Таким образом, национализм не следует рассматривать только как стремление к государственности. Его также не следует рассматривать, что подчеркивал Геллнер, как основанный на представлении о нации, т. е. возникающий из требований наций, понимаемых как реальные, материальные, отграниченные социальные сущности. Национальность (nationhood) – это не бесспорный социальный факт; она является спорным, и зачастую оспариваемым, политическим требованием. Следовательно, ни принцип национальности, ни принцип национального самоопределения не могут служить ясным и однозначным руководством при реорганизации политического пространства.
Заявки на национальность зачастую оспариваются – вспомним, например, македонцев или дискуссии о том, является население межвоенной Чехословакии одной нацией или двумя. В недавнем прошлом известны случаи курдов, палестинцев, квебекцев и целый набор западноевропейских этнорегиональных движений. Даже когда сам статус национальности не оспаривается, территориальные или культурные границы предполагаемой нации зачастую подвергаются сомнению, не говоря уже о способе, которым данная национальность (nationhood) должна быть сконструирована с целью осуществления права на самоопределение или с целью перекраивания границ по национальным линиям.
Каким образом мы можем определить национальные единицы, которые будут пользоваться правом или привилегией самоопределения, учитывая очень большое количество претензий на национальность (зачастую конфликтующих между собой)? А если мы даже и сможем идентифицировать такие привилегированные национальные единицы, как мы определим их границы и контуры? Этот вопрос – не просто теоретическая загадка, но проблема чрезвычайной практической важности.

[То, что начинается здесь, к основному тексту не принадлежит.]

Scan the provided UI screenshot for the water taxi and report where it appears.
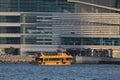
[36,52,72,66]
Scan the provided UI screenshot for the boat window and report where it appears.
[66,58,72,60]
[44,58,61,61]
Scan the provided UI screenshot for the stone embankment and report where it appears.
[0,55,35,64]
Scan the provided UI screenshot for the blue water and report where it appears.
[0,64,120,80]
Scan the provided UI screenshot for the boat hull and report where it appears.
[38,62,71,66]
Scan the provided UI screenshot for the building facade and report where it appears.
[0,0,120,57]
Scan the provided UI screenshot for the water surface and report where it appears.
[0,64,120,80]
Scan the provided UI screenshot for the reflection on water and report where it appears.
[0,64,120,80]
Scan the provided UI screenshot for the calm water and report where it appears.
[0,64,120,80]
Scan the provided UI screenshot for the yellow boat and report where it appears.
[36,52,72,66]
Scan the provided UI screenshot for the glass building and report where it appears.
[0,0,120,57]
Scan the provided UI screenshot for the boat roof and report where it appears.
[40,52,72,58]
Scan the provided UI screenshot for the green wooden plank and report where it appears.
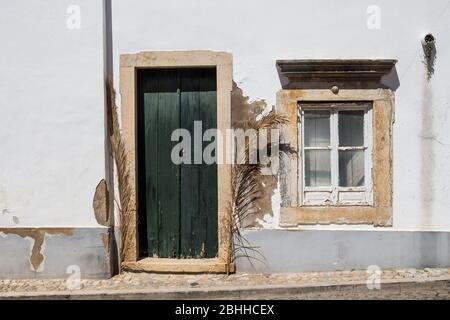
[199,69,218,258]
[138,69,218,258]
[180,70,200,258]
[158,70,180,258]
[136,72,148,257]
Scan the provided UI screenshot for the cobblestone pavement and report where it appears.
[0,268,450,299]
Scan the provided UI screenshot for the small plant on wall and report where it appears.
[106,80,136,261]
[229,110,289,272]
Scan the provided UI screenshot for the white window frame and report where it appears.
[298,102,373,206]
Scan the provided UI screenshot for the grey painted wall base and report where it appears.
[0,227,112,279]
[236,230,450,273]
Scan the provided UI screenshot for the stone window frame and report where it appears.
[120,50,234,273]
[277,89,395,227]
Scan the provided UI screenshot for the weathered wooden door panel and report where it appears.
[137,69,217,258]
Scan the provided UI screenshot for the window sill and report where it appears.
[280,206,392,227]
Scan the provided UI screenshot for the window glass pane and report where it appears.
[305,111,330,147]
[305,150,331,187]
[339,110,364,147]
[339,150,364,187]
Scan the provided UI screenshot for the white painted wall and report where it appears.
[0,0,105,227]
[112,0,450,230]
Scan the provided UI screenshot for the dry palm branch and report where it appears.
[229,110,289,266]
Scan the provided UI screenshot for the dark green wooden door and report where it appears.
[137,68,217,258]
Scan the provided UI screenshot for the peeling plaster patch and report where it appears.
[101,232,110,257]
[231,81,267,128]
[231,82,278,228]
[0,228,73,272]
[92,179,109,226]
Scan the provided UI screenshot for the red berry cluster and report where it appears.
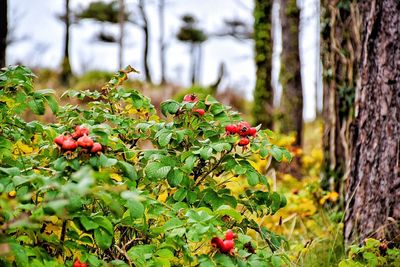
[211,230,237,256]
[54,126,103,153]
[72,259,88,267]
[225,121,257,146]
[183,94,206,116]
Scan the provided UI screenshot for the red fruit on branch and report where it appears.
[72,259,88,267]
[247,127,257,136]
[183,94,199,103]
[90,143,103,153]
[193,108,206,116]
[71,125,89,139]
[61,138,78,151]
[211,237,224,249]
[225,124,238,134]
[239,137,250,146]
[225,229,237,240]
[54,135,67,146]
[219,240,235,253]
[77,135,94,148]
[237,121,251,136]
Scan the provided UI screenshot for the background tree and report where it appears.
[138,0,152,83]
[177,15,207,84]
[344,0,400,246]
[253,0,274,128]
[280,0,303,147]
[0,0,8,68]
[76,0,130,68]
[158,0,167,84]
[61,0,72,84]
[321,0,360,195]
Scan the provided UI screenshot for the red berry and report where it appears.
[71,125,89,139]
[220,240,235,253]
[193,108,206,116]
[211,237,224,249]
[54,135,67,146]
[61,138,78,151]
[90,143,103,153]
[239,137,250,146]
[225,229,237,240]
[183,94,199,103]
[77,135,94,148]
[225,124,238,134]
[247,127,257,136]
[238,121,251,136]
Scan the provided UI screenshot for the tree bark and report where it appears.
[118,0,125,69]
[280,0,303,147]
[344,0,400,246]
[139,0,152,83]
[321,0,361,195]
[61,0,72,84]
[253,0,274,129]
[158,0,167,84]
[0,0,8,68]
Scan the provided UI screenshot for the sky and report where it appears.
[7,0,321,120]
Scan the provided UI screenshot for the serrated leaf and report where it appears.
[94,227,113,250]
[145,162,171,179]
[158,132,172,147]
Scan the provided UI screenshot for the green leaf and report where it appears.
[94,227,113,250]
[126,199,144,219]
[28,99,46,115]
[173,188,187,202]
[158,132,172,147]
[161,100,179,117]
[269,146,283,162]
[80,216,99,231]
[214,205,243,223]
[145,162,171,179]
[246,171,260,186]
[167,170,184,187]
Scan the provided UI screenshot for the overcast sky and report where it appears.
[7,0,318,120]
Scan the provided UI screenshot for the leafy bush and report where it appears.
[339,238,400,267]
[0,66,291,266]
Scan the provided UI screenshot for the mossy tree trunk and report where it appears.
[0,0,8,68]
[321,0,360,195]
[280,0,303,147]
[253,0,274,128]
[344,0,400,244]
[61,0,72,85]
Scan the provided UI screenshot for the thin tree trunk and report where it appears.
[158,0,167,84]
[139,0,152,83]
[118,0,125,69]
[190,43,196,85]
[61,0,72,84]
[280,0,303,147]
[0,0,8,68]
[321,0,360,195]
[344,0,400,243]
[253,0,274,129]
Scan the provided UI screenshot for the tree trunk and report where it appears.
[61,0,72,85]
[158,0,167,84]
[253,0,274,129]
[139,0,152,83]
[0,0,8,68]
[321,0,360,195]
[344,0,400,246]
[280,0,303,147]
[190,43,196,85]
[118,0,125,69]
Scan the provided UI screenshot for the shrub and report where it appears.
[0,66,290,266]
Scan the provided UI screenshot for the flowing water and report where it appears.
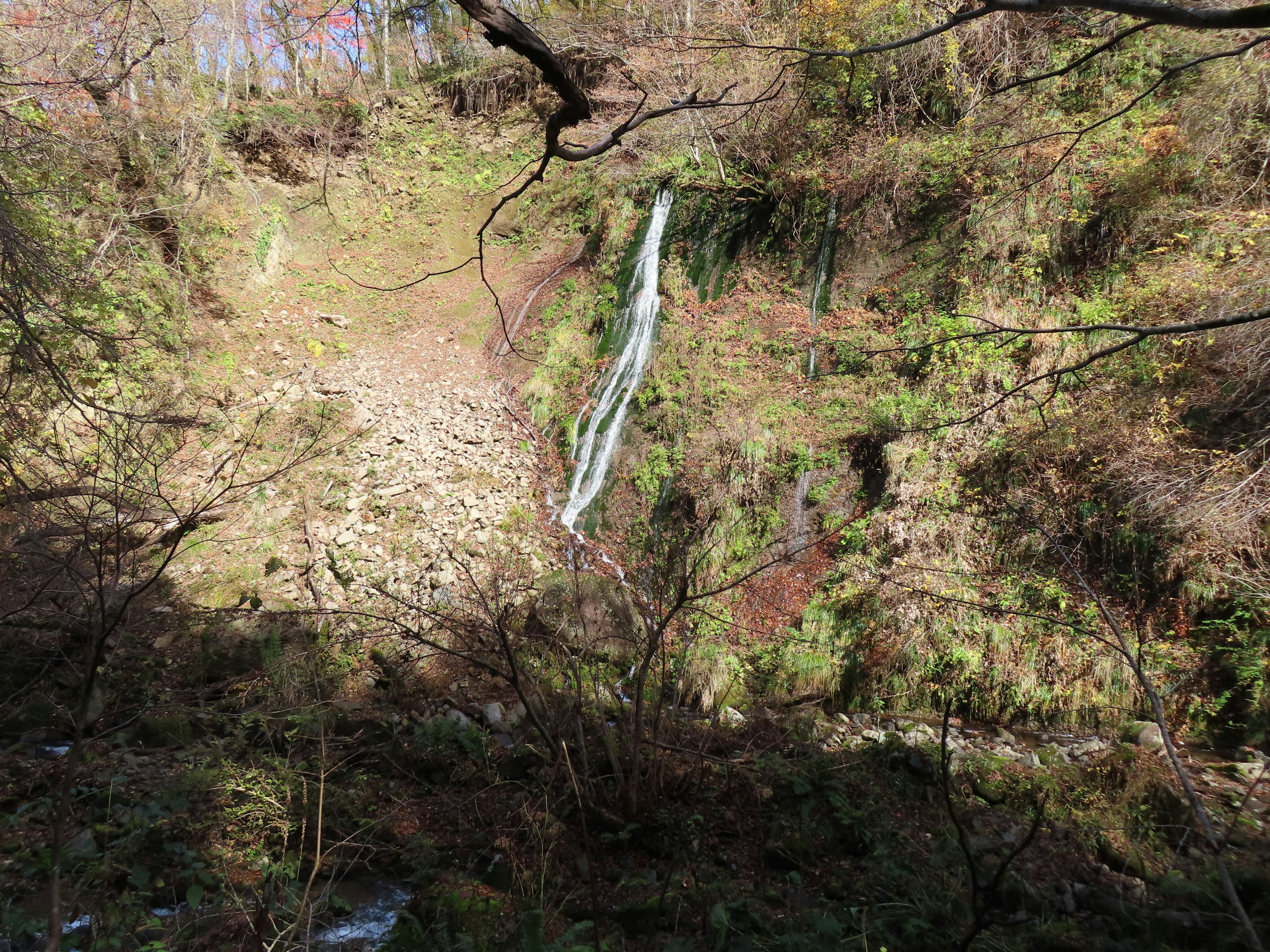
[560,189,674,532]
[806,194,838,378]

Возьмем, к примеру, Югославию. Даже если бы мы согласились, что национальными единицами, которым следовало предоставить право на самоопределение, являются официально признанные конституирующие нации Югославии (хотя почему не албанцы? почему не венгры в Воеводине?), нам все равно не удалось бы избежать вопроса о том, как эти национальные единицы должны быть сконструированы. Поставив вопрос в простейшей форме и предположив, что мы сошлись на том, что самоопределение должно осуществляться сербами, хорватами и мусульманами, как, в таком случае, эти национальные единицы должны быть определены? Сербия или сербы будут осуществлять это самоопределение? Хорватия или хорваты? Босния-Герцеговина или боснийские мусульмане? Другими словами, территориальные единицы или пересекающие границы этнокультурные нации? Должны ли все обитатели Хорватской Республики пользоваться единым правом самоопределения? И, соответственно, все обитатели Сербской Республики и Боснии-Герцеговины, большинством голосов? Или, скорее, право на самоопределение должно было быть реализовано хорватской, сербской и боснийской мусульманской этнонациями, члены которых проживают за пределами соответствующих границ? На практике международное сообщество выбрало первое решение, возможно, не отдавая себе отчета в огромной разнице между двумя способами конструирования самоопределения для тех же самых национальных единиц[55]. И последствия этого выбора были катастрофическими.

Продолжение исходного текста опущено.